Retailer suing contractor after the failure of glass works in a store in Manchester
Marks & Spencer is suing contractor Lend Lease Construction for £1.42m after the “spontaneous” failure of “defective” glass works in a store in Manchester.
According to court papers filed at the High Court, Marks & Spencer is seeking to recover £1.4m in costs and lost profits from Lend Lease following the failure of glass work in its store in Longridge House in central Manchester.
The claim dates back to work undertaken by Lend Lease, formerly known as Bovis Lend Lease, in 1999 on the construction and fit out of the Marks & Spencer’s store on 7 Market Street.
It states that as part of the job, Lend Lease was asked to “design, procure, deliver and fit out a toughened bolted glass system to provide a vertical acoustic wall to the south elevation of the premises”.
But ten years after completion of the job, in September 2009, “one pane forming part of the glass works failed,” the claim says, adding: “The failure was spontaneous and without warning.
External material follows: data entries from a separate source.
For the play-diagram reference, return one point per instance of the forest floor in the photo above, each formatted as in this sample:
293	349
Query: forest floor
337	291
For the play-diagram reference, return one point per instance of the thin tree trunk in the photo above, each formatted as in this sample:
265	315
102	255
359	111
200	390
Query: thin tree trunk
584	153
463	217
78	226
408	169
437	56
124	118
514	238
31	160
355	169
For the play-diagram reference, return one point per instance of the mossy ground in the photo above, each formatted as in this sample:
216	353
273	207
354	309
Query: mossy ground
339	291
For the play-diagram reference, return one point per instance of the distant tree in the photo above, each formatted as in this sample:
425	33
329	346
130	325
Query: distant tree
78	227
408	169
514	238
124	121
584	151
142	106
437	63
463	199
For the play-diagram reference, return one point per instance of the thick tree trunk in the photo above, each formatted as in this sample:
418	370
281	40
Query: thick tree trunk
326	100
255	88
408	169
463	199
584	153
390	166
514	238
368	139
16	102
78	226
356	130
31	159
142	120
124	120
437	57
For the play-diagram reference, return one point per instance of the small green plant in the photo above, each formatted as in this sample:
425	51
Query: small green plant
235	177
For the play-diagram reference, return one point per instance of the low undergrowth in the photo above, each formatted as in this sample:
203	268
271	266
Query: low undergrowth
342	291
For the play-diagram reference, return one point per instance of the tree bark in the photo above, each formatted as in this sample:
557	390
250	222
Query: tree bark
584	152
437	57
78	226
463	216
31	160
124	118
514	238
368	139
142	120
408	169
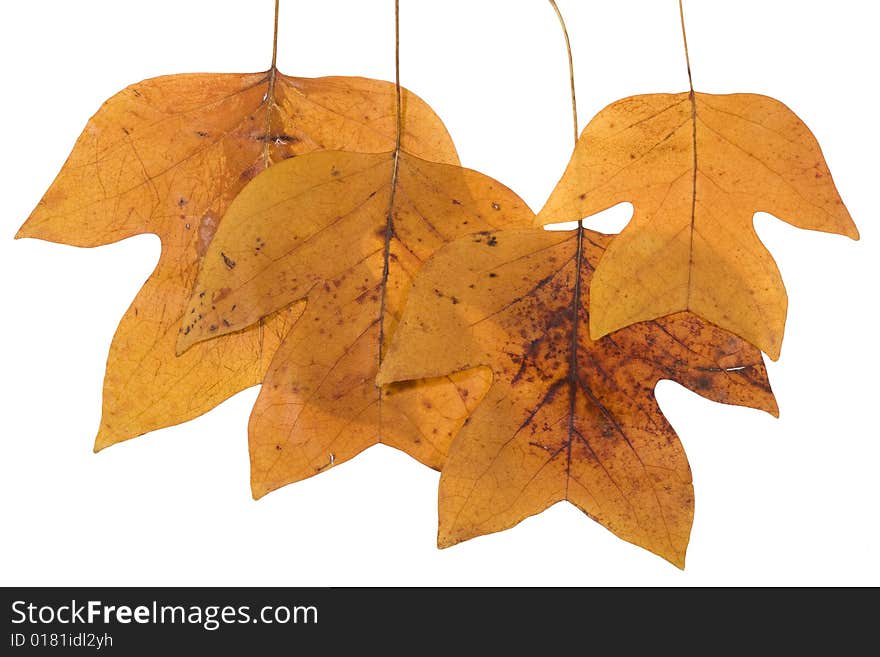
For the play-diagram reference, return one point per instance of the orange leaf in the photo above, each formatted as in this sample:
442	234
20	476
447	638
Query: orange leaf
167	156
567	417
696	170
347	232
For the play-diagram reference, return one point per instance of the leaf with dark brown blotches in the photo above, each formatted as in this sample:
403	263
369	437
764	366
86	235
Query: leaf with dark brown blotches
167	156
696	168
566	417
346	232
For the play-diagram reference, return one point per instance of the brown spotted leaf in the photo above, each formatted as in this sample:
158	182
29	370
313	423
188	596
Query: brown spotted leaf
167	156
567	417
346	232
696	169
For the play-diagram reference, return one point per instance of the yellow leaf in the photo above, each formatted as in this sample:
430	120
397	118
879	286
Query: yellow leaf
696	170
567	417
347	232
167	156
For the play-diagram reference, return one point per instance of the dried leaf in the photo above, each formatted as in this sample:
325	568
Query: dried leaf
348	232
166	156
567	417
696	171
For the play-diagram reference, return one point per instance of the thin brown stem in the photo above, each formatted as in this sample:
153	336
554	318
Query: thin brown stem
687	57
397	93
570	67
270	92
389	216
275	37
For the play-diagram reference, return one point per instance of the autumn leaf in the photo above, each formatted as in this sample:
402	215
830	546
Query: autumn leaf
567	417
696	168
347	232
167	156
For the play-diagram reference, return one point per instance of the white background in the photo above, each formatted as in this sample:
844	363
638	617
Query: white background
779	502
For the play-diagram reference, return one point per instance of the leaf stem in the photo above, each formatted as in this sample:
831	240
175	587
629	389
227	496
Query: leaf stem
570	67
275	37
397	91
389	217
687	57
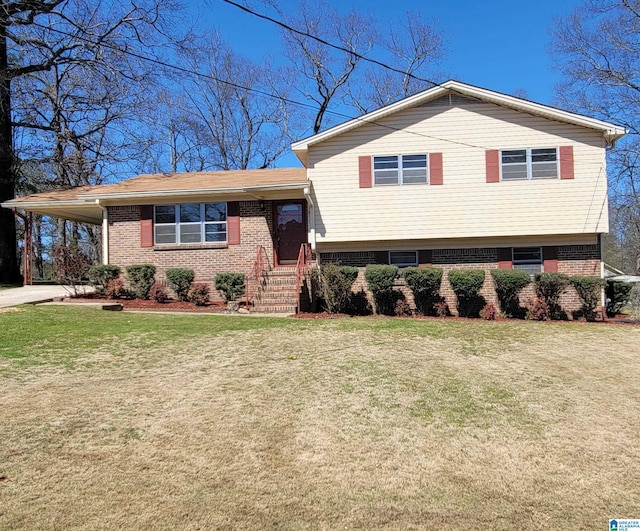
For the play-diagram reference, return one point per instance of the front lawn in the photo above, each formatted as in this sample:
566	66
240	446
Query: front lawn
131	421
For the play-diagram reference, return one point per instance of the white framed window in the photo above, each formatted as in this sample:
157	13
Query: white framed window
400	169
190	223
528	259
530	163
403	258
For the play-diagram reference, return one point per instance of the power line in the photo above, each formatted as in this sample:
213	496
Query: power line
327	43
259	92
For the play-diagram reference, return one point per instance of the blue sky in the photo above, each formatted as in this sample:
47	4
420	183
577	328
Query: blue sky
496	44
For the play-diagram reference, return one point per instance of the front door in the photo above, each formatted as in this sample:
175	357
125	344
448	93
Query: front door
291	230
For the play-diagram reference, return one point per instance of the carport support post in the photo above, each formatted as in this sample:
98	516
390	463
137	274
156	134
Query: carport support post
27	250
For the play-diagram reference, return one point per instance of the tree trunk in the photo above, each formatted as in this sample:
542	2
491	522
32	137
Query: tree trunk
9	271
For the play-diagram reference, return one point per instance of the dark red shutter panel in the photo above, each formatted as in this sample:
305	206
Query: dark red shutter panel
364	166
492	157
233	223
566	162
550	257
381	257
435	168
425	258
505	258
146	226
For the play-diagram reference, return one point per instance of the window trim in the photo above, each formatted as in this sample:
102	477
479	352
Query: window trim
515	263
400	169
529	164
403	264
177	223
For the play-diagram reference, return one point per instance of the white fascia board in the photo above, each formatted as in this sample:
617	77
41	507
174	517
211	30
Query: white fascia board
610	131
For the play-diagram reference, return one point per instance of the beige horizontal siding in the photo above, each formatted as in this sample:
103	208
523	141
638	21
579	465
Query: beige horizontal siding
465	205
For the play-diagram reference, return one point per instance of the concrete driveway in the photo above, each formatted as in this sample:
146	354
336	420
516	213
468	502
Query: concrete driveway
31	294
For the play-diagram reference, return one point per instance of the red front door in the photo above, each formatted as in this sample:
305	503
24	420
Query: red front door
290	230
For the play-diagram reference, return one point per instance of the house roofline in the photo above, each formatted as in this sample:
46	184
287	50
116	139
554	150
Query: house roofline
611	132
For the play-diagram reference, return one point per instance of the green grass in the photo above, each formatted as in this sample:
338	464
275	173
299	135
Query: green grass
134	421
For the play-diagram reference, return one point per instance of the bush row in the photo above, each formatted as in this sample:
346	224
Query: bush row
142	284
336	284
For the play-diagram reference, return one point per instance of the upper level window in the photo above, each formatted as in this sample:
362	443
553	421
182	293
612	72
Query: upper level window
190	223
400	169
528	259
403	258
540	163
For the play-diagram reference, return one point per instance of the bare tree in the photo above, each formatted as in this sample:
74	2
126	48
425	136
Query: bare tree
597	50
38	37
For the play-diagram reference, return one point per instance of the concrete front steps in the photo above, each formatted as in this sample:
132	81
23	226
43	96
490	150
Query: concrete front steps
278	295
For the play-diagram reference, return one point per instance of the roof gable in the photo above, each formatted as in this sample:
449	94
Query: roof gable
455	93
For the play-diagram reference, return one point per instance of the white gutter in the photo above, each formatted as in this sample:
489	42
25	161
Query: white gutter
312	217
105	233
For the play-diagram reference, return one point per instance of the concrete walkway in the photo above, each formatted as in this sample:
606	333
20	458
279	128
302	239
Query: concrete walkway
31	294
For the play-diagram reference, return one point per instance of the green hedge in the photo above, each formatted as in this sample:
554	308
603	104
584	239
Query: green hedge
466	284
380	280
549	287
141	277
335	286
100	275
180	280
230	285
424	283
508	284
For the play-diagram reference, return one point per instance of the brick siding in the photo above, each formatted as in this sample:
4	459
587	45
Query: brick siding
256	228
572	260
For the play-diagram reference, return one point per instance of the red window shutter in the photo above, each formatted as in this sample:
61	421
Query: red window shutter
381	257
505	258
146	226
550	257
364	166
435	168
492	157
566	162
425	258
233	223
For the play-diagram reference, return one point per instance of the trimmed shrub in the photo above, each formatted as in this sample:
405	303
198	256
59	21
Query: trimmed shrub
230	285
335	285
100	275
380	279
618	296
158	292
141	278
488	312
199	294
549	287
115	289
466	284
589	290
180	280
424	283
509	283
70	267
537	309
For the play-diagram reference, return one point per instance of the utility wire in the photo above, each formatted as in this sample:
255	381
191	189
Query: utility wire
248	89
327	43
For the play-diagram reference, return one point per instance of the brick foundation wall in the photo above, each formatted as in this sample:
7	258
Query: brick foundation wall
256	228
572	260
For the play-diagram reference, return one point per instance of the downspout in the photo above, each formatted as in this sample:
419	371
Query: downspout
312	217
105	232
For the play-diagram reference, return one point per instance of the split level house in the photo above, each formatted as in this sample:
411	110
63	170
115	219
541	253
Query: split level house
455	176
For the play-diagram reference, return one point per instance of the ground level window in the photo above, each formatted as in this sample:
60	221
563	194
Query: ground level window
403	258
528	259
190	223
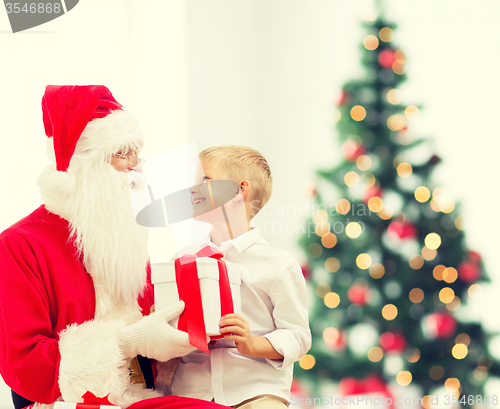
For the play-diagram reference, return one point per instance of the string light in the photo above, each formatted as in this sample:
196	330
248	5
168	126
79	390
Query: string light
332	300
428	254
433	241
450	275
459	351
375	354
375	204
351	179
332	265
315	250
438	272
364	261
446	295
403	378
386	34
422	194
416	261
358	113
370	42
364	162
416	295
377	270
329	240
343	206
404	170
394	96
412	113
307	362
353	230
389	312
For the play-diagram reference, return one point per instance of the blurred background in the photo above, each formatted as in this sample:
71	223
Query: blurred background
267	74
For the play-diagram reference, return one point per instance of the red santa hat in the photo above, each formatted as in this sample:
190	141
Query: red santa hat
68	109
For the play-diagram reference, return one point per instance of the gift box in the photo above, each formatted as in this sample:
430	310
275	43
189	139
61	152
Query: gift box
163	276
69	405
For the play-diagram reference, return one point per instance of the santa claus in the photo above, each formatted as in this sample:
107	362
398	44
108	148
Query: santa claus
75	288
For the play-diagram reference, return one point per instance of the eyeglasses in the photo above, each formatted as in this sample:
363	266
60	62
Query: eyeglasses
130	156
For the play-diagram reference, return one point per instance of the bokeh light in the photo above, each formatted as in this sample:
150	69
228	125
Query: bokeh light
389	312
353	230
364	261
358	113
438	272
370	42
394	96
422	194
450	275
386	34
396	122
377	270
307	362
332	264
343	206
351	179
332	300
416	295
446	295
329	240
433	241
412	113
416	261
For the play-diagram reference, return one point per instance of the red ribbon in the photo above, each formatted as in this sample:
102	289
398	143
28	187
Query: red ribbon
370	384
188	286
90	400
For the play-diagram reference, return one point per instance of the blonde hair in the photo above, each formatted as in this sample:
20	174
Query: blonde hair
243	163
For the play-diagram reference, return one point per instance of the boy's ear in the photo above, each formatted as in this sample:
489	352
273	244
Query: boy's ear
245	186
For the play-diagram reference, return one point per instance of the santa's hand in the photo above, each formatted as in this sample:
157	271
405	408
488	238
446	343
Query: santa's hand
153	337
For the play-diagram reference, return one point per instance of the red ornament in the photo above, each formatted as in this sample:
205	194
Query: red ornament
441	325
402	230
344	98
392	342
386	58
358	294
468	271
374	191
352	150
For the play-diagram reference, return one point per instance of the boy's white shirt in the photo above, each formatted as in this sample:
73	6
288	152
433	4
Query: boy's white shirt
273	300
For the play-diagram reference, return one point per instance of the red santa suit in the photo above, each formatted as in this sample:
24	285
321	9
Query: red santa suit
63	313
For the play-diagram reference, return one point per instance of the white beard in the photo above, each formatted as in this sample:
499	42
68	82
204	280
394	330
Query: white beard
94	198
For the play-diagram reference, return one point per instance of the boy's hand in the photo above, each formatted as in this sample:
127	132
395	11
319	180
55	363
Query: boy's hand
237	329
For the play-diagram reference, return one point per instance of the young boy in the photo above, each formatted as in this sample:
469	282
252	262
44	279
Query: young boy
252	366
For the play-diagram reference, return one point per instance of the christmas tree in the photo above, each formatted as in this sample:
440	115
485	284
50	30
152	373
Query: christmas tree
387	260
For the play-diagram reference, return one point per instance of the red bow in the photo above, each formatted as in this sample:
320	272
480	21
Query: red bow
188	286
90	398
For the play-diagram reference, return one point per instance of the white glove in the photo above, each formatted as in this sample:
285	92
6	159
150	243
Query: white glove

The area was cordoned off before the fractured glass fell to the ground, thereby averting the risk of serious injury to members of the public.”
The court papers state that following a series of inspections the glass work was deemed to be “defective”, with Marks & Spencer appointing a team including engineer Buro Happold, consultant Gleeds and contractor Audas Project Management to undertake remedial work.
The claims states that Marks & Spencer is seeking to recover the £980,000 in costs for the remedial work, as well as £444,000 in lost profits while the remedial works were carried out, bringing the total claim to £1.42m.
Lend Lease declined to comment. Marks & Spencer has been contacted for comment.